Tory benefit cuts could mean a million evictions

Submitted by Matthew on 11 January, 2012 - 9:45

Gradually, and in large steps, the Housing Benefit changes introduced by the coalition government are making big areas of Britain’s cities unaffordable for all but the well-off.

With the labour movement preoccupied by pension revisions and cuts to jobs and services, these steps have passed with little in the way of grass-roots resistance. A new phase of the changes started on 1 January 2012, and should be the signal for building local campaigns.

Where tenants are willing to defy, campaigns should mobilise to stop them being evicted, as they stopped poll-tax defiers having their property seized by bailiffs in Scotland over a decade ago. Such mobilisations can win; landlords, who are prospering now, can be forced to make cuts in rent matching the cuts in benefit.

We should demand that the Government stops, or at least freezes, the cuts in benefits. Three facts add up to an emergency:

• Rapidly-rising private-sector rents, as people who might otherwise have bought homes rent instead;

• Rapidly-rising unemployment;

• Declining real wages

Cuts in benefits should not even be discussed until that emergency has passed.

The whole labour movement should add urgency to its long-standing campaign for more council housing to be built. Instead, the coalition government is moving to remove security of tenure from council tenants, and to raise council rents further.

It should also demand the reintroduction of publicly-set limits to the rents landlords should charge. Those limits existed in Britain from 1915 until they were almost abolished by Thatcher’s Housing Act of 1988: rent controls now apply only where the tenancy agreement was made before 15 January 1989.

The Labour candidate for London mayor, Ken Livingstone, has promised to introduce a “London Living Rent” ceiling. That is a good move, but it is not clear that the mayor has any legal powers to make rent ceilings more than a voluntary target. The next Labour government should be committed to introducing proper rent controls.

Instead, Labour leaders have supported the “principle” of the Housing Benefit cuts and quibbled only about “detail”. Labour spokesperson Liam Byrne said: “The government has got get the detail right otherwise it will simply clobber the poorest and put families on the street”. Byrne’s objection seems to be mainly that the financial cost of dealing with more homeless people could be large.

From 1 April 2011, the level of Local Housing Allowance was reduced so that in each area about three in ten properties for rent should be affordable to people on benefit, rather than five in ten properties as previously.

Maximum rates of Local Housing Allowance were also introduced (without any maximum on rents!) This especially affects claimants with large households.

The total effect is to put about 800,000 homes out of the reach of benefit claimants, or to put 1.3 million tenants in a position where they have to move, run up debt to pay their rent, or get evicted.

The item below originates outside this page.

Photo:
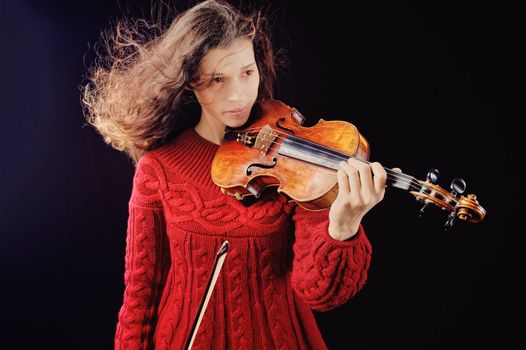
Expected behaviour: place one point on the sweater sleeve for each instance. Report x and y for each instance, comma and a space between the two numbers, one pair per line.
146, 259
326, 272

People making new claims since 1 April 2011 have been affected straight away. Existing claimants have had “transitional protection” for nine months — expiring on 1 January 2012, or nine months after their last annual benefit review.

Also on 1 January, the “shared accommodation rate”, a special lower rate of Housing Benefit, was extended from under-25s to cover all single people under 35. They can get benefit based only on cost of a room in a shared house. The change kicks in after their local authority’s yearly review of Housing Benefits.

The effects are enormous. In Newham, east London, there will be twice as many claimants as there are houses or flats affordable on benefit. In Croydon, 17,000 claimants will be chasing 10,000 properties. These are not posh areas.

There is a further time-bomb in the Government’s plans. Housing Benefit will be increased in line only with the Consumer Price Index (CPI), not with rent levels, which historically have risen much faster than CPI. Research by the housing organisation Shelter shows that this change will make increasingly large areas of Britain’s cities unaffordable as the years go by.

People seeking jobs will be able to afford to live only... in depressed areas where there are no jobs available, and so rents are lower.